Some families like their greens chopped into smaller pieces; some like larger; some like their greens with a bite and others still like them softer—and that’s only where the debate begins. Collards were traditionally flavored with scraps like pig’s feet, ham hocks, or intestines, better known as chitterlings or chitlins. We still use them today; some families have adapted their recipes to use turkey neck bones. We serve ours with hot sauce, sometimes extra vinegar and red pepper flakes, and we always pour a bit of the potlikker —the juice that forms in the pot of greens when you cook them—in our personal bowls. My grandmother always told me that, for generations, the women in my family drank this for its nutrients. In her mind, potlikker could cure everything.
I was raised to believe that when we make and eat collard greens, it’s a direct nod to our ancestors.

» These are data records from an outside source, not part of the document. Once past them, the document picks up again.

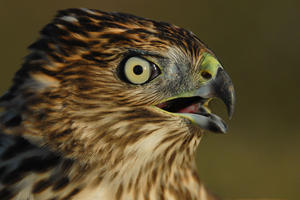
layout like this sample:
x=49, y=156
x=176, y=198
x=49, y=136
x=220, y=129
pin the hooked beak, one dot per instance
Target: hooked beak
x=194, y=105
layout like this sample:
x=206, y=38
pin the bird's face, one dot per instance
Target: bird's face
x=96, y=81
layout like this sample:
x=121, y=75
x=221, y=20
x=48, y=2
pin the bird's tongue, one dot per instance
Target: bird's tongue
x=190, y=109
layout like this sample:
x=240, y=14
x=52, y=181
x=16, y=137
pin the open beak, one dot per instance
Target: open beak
x=194, y=105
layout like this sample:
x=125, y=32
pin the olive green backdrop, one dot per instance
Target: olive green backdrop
x=258, y=43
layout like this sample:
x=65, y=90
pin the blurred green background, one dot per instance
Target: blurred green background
x=258, y=43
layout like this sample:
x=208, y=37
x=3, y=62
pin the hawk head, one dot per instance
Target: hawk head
x=108, y=87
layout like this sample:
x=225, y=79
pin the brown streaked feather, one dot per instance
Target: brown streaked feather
x=73, y=129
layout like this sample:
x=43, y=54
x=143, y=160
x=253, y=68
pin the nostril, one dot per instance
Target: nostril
x=206, y=75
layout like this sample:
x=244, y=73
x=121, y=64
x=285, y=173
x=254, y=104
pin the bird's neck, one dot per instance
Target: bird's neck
x=167, y=176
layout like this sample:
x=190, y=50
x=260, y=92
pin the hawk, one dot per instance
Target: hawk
x=110, y=106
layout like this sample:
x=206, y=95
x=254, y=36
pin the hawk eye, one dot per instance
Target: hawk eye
x=139, y=70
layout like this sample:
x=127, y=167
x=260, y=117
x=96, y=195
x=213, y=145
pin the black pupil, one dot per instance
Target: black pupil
x=138, y=69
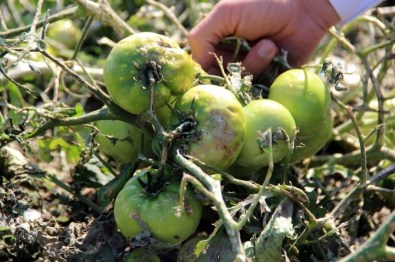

Some may see collards as just another side, but most things I learned growing up I learned over a pot of greens; my upbringing centered around what the women in our family taught us in the kitchen. We’d talk about the importance of getting an education over a pot of greens; about honoring the generation of black woman who came before me; I watched how my Grams showed her love for her daughter in law, my mother.
And no matter what’s happening in the world, the smell of a pot of simmering greens eases it all, for me. It reminds me of how far we’ve come, of my ancestors; it reminds me to keeping pushing in all facets of my life. We all believe our families make the best greens—but it’s not just because of how they taste. It’s the history behind them.